I don’t subscribe to this idea. Individual names are tanking. This season sell-siders are modeling the low end or below mgmt guidance. A dude I walk my dog with – he is in real estate and has an undergrad econ degree – says “year on year comps peak in 2Q or 3Q, so I think we have issues in the middle of this year.”

This is incredible to me. The argument is made with no regard to valuation and thus is a hat tip to momo as a sole determinant for an investment idea. On one hand I think the whole macro y/y comp bit is interesting but not a compelling investment thesis by itself – I always pick stocks and not these absurd ETF thingies, so what do I care about y/y macro comps when the economy is crawling out of the deepest hole in 100yrs? On the other, if everyone thinks this, I need to respect this. It only pays to be contrarian just before the tide shifts, not when the tide has just turned.

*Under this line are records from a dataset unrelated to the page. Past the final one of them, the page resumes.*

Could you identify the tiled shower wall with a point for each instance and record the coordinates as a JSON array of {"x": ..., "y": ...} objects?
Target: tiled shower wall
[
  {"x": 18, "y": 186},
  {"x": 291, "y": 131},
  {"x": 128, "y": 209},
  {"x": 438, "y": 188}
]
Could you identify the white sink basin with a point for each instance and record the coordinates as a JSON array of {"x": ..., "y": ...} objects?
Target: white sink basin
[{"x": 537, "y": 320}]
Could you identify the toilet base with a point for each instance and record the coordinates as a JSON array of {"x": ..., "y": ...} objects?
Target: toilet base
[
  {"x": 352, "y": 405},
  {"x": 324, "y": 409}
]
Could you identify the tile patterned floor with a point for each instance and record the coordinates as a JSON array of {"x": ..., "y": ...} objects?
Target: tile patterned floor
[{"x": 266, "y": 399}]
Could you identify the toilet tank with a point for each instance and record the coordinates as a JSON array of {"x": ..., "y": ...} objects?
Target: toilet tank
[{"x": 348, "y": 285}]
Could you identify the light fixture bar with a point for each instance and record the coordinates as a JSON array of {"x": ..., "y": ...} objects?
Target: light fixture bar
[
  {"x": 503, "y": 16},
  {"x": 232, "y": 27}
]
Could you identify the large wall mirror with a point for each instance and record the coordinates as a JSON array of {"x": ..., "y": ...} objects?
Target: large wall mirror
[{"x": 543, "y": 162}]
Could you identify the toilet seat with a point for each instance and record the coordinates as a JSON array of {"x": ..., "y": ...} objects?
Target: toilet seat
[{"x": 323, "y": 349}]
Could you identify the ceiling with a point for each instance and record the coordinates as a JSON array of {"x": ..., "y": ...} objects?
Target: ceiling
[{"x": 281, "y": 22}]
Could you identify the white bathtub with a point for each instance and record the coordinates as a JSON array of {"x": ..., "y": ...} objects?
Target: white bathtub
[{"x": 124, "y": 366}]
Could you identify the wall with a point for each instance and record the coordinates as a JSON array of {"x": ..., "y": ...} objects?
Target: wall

In the end, this year will be all about stock selection and not macro analysis. I understand this is not an original statement. Whatever, no one seems to be paying attention to it. It is a sobering thought to think of all the folks who lost jobs over the past few years and that maybe – maybe! – half will find jobs again. This country needs to get a good grip on the shaft that steady-state GDP growth will be closer to 2% than 4% going forward and that ~2% interest rates in America are better longer term models than 4%. It is all horrific indeed. blah blah blah. It does not mean some listed companies will not exhibit abnormally high growth rates.

My point is to keep in mind that right now all research shops and even the common man is focused on this whole y/y comp business. Go pick a company that will exhibit better y/y comps. Analyst estimates are very likely too low…once again.